Con tutto il rispetto e il silenzio dovuto a chi soccombe ad un peso troppo gravoso, desiderare la morte, quando il dolore e gli altri sintomi sono adeguatamente controllati (con la medicina palliativa e, in extremis, anche con la sedazione palliativa) è sintomo di depressione non curata, di solitudine e della paura di dare fastidio. Serve una prevenzione, come per ogni suicidio, in un cammino di accompagnamento: se è vero che ogni libertà nasce come imprescindibile mossa di autodeterminazione, tutti sperimentiamo che una scelta che tenga conto di tutti i fattori può arrivare solo in un percorso in cui non si è soli e in cui la libertà si afferma veramente, portando al compimento della persona.

Oggi è importante capire di cosa si parla quando si parla di “fine vita”, senza lasciarsi confondere; per questo l’associazione Medicina e Persona ha preparato un libretto dal titolo Incurabile o inguaribile? Le parole del dolore e del fine vita e un breve quartino sintetico per i non tecnici, Dialogo tra un medico e una persona che vuole capire di che si tratta (disponibile sul sito). Tuttavia, la vera sfida per l’uomo e per la Chiesa è di rendere disponibili nuove – e antiche – forme di accompagnamento e un nuovo vicinato: persone che dedicano tempo negli hospices o a casa di chi è solo, persone trasformate dalla gratitudine, tanto da essere loro stesse annuncio di speranza. Come lo è stato Takashi Nagai a Nagasaki, in Giappone, anche dopo la bomba atomica. La sua certezza e la sua gioia hanno riempito di speranza le migliaia di visitatori che, incontrandolo nella mostra al Meeting, sono uscite con le lacrime agli occhi, per la scoperta che accompagnare può anche per tutti una ricchezza che trasforma la vita quotidiana.

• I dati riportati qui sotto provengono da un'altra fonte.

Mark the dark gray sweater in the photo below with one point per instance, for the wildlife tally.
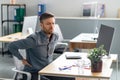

È la diversità che si respira entrando nella Casa d’accoglienza “Véronique” per i parenti degli ammalati, inaugurata il 12 ottobre all’interno dell’Ospedale di Niguarda, a Milano. L’arcivescovo, monsignor Delpini è venuto a benedirla e ha scritto sul libretto dell’evento: «Come si fa a credere che Dio non si è dimenticato di chi è malato e solo? È facile: basta incontrare amici che in nome di Dio sono pronti a servire, per esempio gli amici di Véronique». L’eccezionalità di questa casa è che non nasce illudendosi di risolvere il problema degli alloggi, ma per permettere di essere accompagnati da amici e di sentirsi a casa propria nella difficoltà. Come è capitato a Ross, anima di Véronique, che l’ha fortemente voluta per la gratitudine di essere stata accompagnata a sua volta nel bisogno. Il resto accade. E ci ha già sorpresi.